Il restait encore un cours avant la fin de la journée scolaire, mais je n'avais pu résister au besoin de faire descendre la pression. Prétextant une envie urgente, j'allai me cacher aux toilettes et m'assis contre l'un des murs du fond, m'efforçant de respirer un peu. Je me recroquevillai dans mon coin, essayant d'empêcher mes membres de trembler. Je me sentais tellement mal... c'était presque une douleur physique. Par peur de ressentir la même souffrance qu'hier, je fis la seule chose qu'il me restait à faire, ma seule chance de dominer mes émotions. Peu importe que j'étais toujours dans l'école ; je me grillai une clope, respirant la nicotine à plein poumon. Je me sentis aussitôt plus calme... mais rien qu'un peu.

— Théo le thug est de retour. Il fume en cachette dans les toilettes. Je croyais que t'en avais fini, des cigarettes ?
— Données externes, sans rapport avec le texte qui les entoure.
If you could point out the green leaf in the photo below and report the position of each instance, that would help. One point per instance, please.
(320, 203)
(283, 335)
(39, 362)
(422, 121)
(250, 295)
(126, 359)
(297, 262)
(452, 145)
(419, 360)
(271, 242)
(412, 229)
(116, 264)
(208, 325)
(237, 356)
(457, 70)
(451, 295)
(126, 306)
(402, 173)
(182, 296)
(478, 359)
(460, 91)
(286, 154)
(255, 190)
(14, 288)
J'ouvris les yeux pour dévisager celui qui me faisait face. C'était Peter. J'en fus presque étonné pendant une seconde, avant de me souvenir de la scène bizarre que lui et les filles m'avaient faite hier. Après ça, tout était normal.

— J'avais arrêté, dis-je en fermant à nouveau les yeux. Je tiens un minimum à ma santé. Mais j'en avais encore quelques-unes dans mon paquet et j'avais pas envie de gaspiller. Et toi, qu'est-ce que tu fais là, Bouboule ? Je croyais que t'avais un instinct de survie.

— L'instinct de survie, répéta Peter en riant. Il est un peu sur off depuis un temps. En réalité, c'était Amy qui voulait venir, mais elle n'osait pas entrer dans les toilettes des gars.

Je portai la clope à mes lèvres, inspirai un bon coup, puis relâchai en fixant mon regard sur Peter. Il était vraiment bizarre. Lui et Amy, en fait. Et Xilena aussi, je suppose... Tout le monde était bizarre. Et si c'était moi qui avais atterri dans un univers alternatif où plus personne n'avait la même personnalité ?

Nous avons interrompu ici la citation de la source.